D'après Futura Sciences, une nouvelle étude publiée dans la revue JAMA Network Open révèle que les personnes âgées qui ont une alimentation anti-inflammatoire ont un risque réduit de développer une démence, notamment la maladie d'Alzheimer. Cette étude, menée sur plus de 1 800 personnes âgées pendant 15 ans, a évalué l'impact de différents régimes alimentaires sur le risque de démence.

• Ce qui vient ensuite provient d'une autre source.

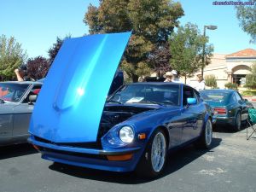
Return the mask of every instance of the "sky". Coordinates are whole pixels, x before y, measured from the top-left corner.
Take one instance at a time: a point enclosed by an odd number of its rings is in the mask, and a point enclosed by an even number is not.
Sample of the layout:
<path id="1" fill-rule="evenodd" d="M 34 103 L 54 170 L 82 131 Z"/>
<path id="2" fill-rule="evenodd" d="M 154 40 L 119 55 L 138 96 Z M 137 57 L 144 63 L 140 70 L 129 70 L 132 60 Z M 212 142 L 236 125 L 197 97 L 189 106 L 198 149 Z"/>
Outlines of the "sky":
<path id="1" fill-rule="evenodd" d="M 198 25 L 201 32 L 205 25 L 218 26 L 207 30 L 215 53 L 230 54 L 247 48 L 256 49 L 250 44 L 250 36 L 239 26 L 236 9 L 231 5 L 212 5 L 215 0 L 180 0 L 185 15 L 181 25 Z M 93 0 L 0 0 L 0 35 L 14 36 L 22 44 L 28 57 L 43 55 L 56 41 L 66 35 L 81 37 L 88 33 L 83 22 Z"/>

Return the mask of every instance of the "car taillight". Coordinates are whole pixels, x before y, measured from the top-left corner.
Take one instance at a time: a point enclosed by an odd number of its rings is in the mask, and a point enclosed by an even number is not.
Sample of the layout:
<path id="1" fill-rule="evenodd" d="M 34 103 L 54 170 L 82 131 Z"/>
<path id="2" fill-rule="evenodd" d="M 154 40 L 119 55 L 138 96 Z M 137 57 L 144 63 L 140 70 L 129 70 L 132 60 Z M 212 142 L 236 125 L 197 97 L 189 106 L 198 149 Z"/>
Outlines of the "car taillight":
<path id="1" fill-rule="evenodd" d="M 227 109 L 224 108 L 214 108 L 214 114 L 226 114 Z"/>

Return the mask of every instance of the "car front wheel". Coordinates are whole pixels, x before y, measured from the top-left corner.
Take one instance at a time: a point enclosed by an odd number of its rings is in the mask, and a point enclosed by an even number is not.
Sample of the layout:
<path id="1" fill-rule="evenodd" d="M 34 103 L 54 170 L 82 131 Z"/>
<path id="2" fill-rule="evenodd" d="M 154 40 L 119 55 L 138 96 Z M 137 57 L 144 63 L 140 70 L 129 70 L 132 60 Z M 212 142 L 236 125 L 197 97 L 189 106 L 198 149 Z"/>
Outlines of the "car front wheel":
<path id="1" fill-rule="evenodd" d="M 137 172 L 147 177 L 155 177 L 162 173 L 166 160 L 166 135 L 161 129 L 158 129 L 149 139 Z"/>

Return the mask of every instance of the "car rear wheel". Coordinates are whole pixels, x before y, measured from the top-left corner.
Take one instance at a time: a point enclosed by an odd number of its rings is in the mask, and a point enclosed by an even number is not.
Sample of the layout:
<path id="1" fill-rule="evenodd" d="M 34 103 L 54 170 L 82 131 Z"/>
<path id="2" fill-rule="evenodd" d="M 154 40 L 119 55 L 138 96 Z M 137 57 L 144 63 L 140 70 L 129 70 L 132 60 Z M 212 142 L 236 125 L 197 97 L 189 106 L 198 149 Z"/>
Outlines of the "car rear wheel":
<path id="1" fill-rule="evenodd" d="M 239 112 L 236 116 L 234 129 L 236 131 L 241 131 L 241 113 Z"/>
<path id="2" fill-rule="evenodd" d="M 209 148 L 212 141 L 212 123 L 211 119 L 208 119 L 205 129 L 203 130 L 199 140 L 195 145 L 201 148 Z"/>
<path id="3" fill-rule="evenodd" d="M 155 177 L 162 173 L 166 160 L 167 143 L 161 129 L 154 131 L 137 166 L 137 173 L 143 177 Z"/>

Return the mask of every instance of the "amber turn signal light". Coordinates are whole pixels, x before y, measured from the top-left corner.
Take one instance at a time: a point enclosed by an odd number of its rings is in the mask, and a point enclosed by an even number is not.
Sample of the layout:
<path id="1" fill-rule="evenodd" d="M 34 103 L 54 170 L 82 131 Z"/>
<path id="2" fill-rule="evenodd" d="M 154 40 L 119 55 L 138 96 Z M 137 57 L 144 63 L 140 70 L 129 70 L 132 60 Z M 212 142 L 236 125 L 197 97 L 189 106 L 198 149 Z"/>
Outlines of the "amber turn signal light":
<path id="1" fill-rule="evenodd" d="M 146 133 L 140 133 L 138 134 L 138 138 L 143 140 L 146 138 Z"/>
<path id="2" fill-rule="evenodd" d="M 132 154 L 125 154 L 122 155 L 107 155 L 108 160 L 128 160 L 132 158 Z"/>
<path id="3" fill-rule="evenodd" d="M 38 148 L 38 147 L 37 145 L 33 145 L 33 144 L 32 144 L 32 146 L 33 146 L 33 148 L 36 148 L 37 150 L 39 150 L 39 148 Z"/>

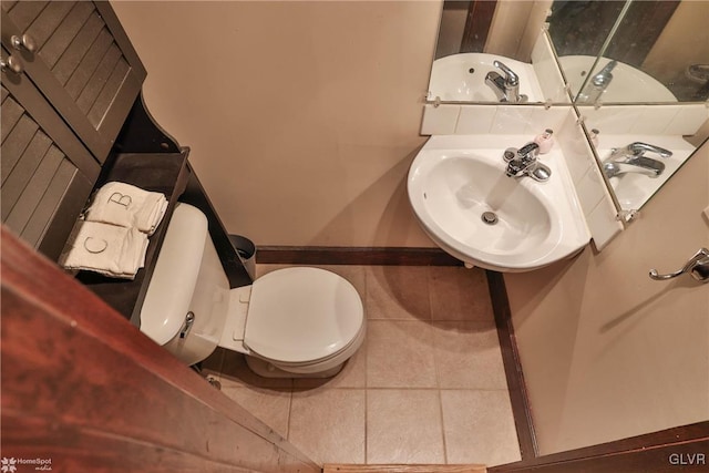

Les chercheurs ont évalué l'adhésion à trois régimes alimentaires différents : le régime méditerranéen alternatif (AMED), l'indice alternatif d'alimentation saine (AHEI) et l'indice inflammatoire alimentaire empirique inversé (rEDII). Ils ont constaté que les personnes présentant des biomarqueurs de la maladie d'Alzheimer et suivant un régime alimentaire à faible potentiel inflammatoire avaient un risque moindre de développer une démence.

Ce qu'il faut retenir

  • Une alimentation anti-inflammatoire pourrait réduire le risque de démence jusqu'à 29 %.
  • Les personnes âgées qui suivent un régime alimentaire à faible potentiel inflammatoire ont un risque moindre de développer une démence.
  • Le régime méditerranéen alternatif (AMED) et l'indice alternatif d'alimentation saine (AHEI) sont associés à un risque réduit de démence.

Les résultats de l'étude

Pendant les 15 années de suivi, 240 des 1 865 participants ont développé une démence. La probabilité de développer une démence était réduite chez ceux qui adoptaient une alimentation plus saine. Les résultats montrent que le risque de démence était diminué de 21 à 29 % chez les personnes présentant des taux élevés des biomarqueurs de la maladie d'Alzheimer et des scores élevés de rEDII.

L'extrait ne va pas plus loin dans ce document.